O que mudou em Bruxelas a 2 de agosto

A 2 de agosto de 2026, um ano de códigos de conduta voluntários e diálogos de conformidade em Bruxelas transformou-se num regime sancionatório. As obrigações de transparência do artigo 50 - que exigem que os chatbots divulguem o seu estatuto automatizado, que os deepfakes tenham rótulos e que o conteúdo gerado por máquina tenha marcações legíveis por máquina - entraram em vigor juntamente com os poderes de execução sobre os modelos de IA de uso geral. A AI Office da Comissão Europeia e as 24 autoridades nacionais competentes nos Estados-Membros podem agora exigir documentação técnica, realizar as suas próprias avaliações, exigir ação corretiva e aplicar coimas diretamente, em vez de negociar a conformidade de forma informal.

A vice-presidente executiva da Comissão Europeia, Henna Virkkunen, apresentou a mudança como protetora, não conflituosa, afirmando que as regras dão "aos inovadores segurança jurídica ao mesmo tempo que protegem o interesse público" e classificando o momento como "um passo importante rumo a uma IA que as pessoas e as empresas possam compreender e em que possam confiar". Classificou também a inteligência artificial como "uma tecnologia transformadora", alertando ao mesmo tempo que os modelos mais avançados "criam riscos numa escala inteiramente nova", uma distinção que sinaliza onde a atenção da fiscalização deverá concentrar-se primeiro.

O primeiro passo da CNIL: 14 bancos, zero prorrogações concedidas

O primeiro teste real do novo regime chegou em menos de 48 horas. A 4 de agosto de 2026, a autoridade francesa de proteção de dados, a CNIL, emitiu pedidos formais de documentação técnica ao abrigo do artigo 11 a 14 instituições financeiras que operam algoritmos de avaliação de crédito baseados em IA, exigindo a documentação do anexo IV que os sistemas de IA de alto risco são obrigados a manter.
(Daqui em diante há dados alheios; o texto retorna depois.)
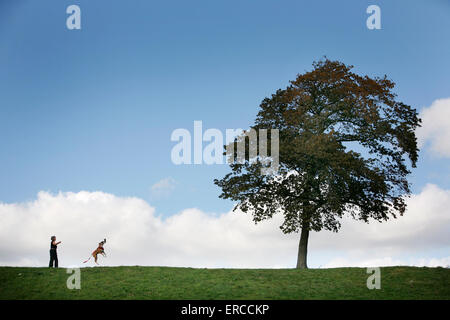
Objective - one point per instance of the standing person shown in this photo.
(53, 254)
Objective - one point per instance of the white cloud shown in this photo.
(192, 238)
(435, 129)
(163, 188)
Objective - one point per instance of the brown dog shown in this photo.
(99, 250)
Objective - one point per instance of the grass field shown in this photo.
(188, 283)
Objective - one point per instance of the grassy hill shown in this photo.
(187, 283)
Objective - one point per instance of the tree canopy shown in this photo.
(344, 143)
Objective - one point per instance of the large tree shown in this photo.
(343, 144)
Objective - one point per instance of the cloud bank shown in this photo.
(191, 238)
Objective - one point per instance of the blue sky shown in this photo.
(93, 109)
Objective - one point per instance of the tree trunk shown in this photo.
(303, 249)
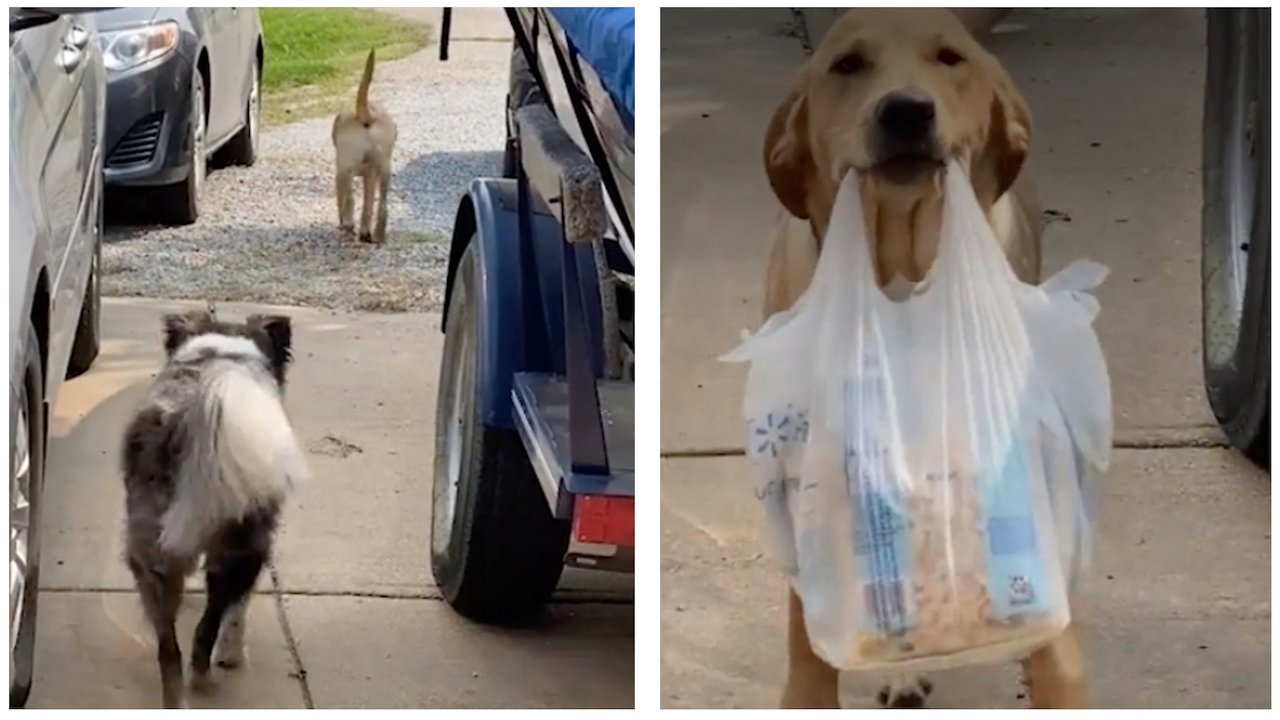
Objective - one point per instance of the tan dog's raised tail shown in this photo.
(891, 95)
(364, 141)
Três das catorze instituições pediram mais tempo para responder.

A CNIL recusou os três pedidos de prorrogação, apontando os dois anos que as empresas tiveram para se preparar desde a aprovação do AI Act em 2024. É este o pormenor que vale a pena reter: o primeiro passo de um regulador ao abrigo dos novos poderes de execução não foi uma carta de advertência nem um pedido informal, mas sim uma exigência formal de documentação com uma recusa clara a mais tempo. Qualquer empresa da UE numa categoria de alto risco - concessão de crédito, recrutamento ou outro caso de uso do anexo III - tem agora um precedente concreto de como é, na prática, uma auditoria de primeiro contacto, já não hipotético.

Como funcionam realmente as coimas

A estrutura sancionatória é escalonada consoante o tipo de infração, e não um único valor fixo. As violações das obrigações de transparência do artigo 50 - as regras de rotulagem de deepfakes e de divulgação do uso de IA - implicam coimas até EUR 15 milhões ou 3% do volume de negócios anual global da empresa, consoante o valor que for mais elevado. As práticas de IA proibidas, o pequeno conjunto de usos que a lei proíbe totalmente, têm um teto mais elevado: até EUR 35 milhões ou 7% do volume de negócios global.

A estrutura baseada numa percentagem do volume de negócios pesa mais do que os valores em euros para qualquer empresa de dimensão relevante, uma vez que acompanha a receita em vez de limitar a exposição a um número fixo. As ordens de ação corretiva acrescentam uma segunda camada de pressão: assim que uma autoridade nacional considera um sistema não conforme, pode fixar um prazo de conformidade de apenas 15 dias úteis para o corrigir, retirar ou recolher, o que deixa pouco tempo a uma empresa que ainda não tenha preparado antecipadamente a sua documentação técnica.

A pergunta que toda a empresa da UE tem agora de responder

Durante um ano, a pergunta central para qualquer empresa da UE que utilize ou implemente IA foi se estava, em termos gerais, em conformidade com o AI Act, respondida de boa fé através de revisões internas e códigos voluntários. A partir desta semana, essa pergunta mudou. A pergunta central agora é se uma empresa consegue apresentar a documentação técnica do anexo IV a pedido, dentro do prazo fixado pelo próprio regulador, porque a CNIL acabou de demonstrar que não prolonga esse prazo a pedido.

A vaga de fiscalização da CNIL sobre a avaliação de crédito é uma antevisão útil, em particular para as empresas nas áreas de concessão de crédito, recrutamento e outras categorias de alto risco do anexo III, uma vez que é o primeiro exemplo concreto de como é, na prática e não apenas no texto do regulamento, uma auditoria documental de alto risco. Qualquer empresa nessas categorias que ainda não tenha reunido o seu processo técnico deve considerar este mês, e não um futuro prazo de conformidade, como o momento em que a documentação já deve existir.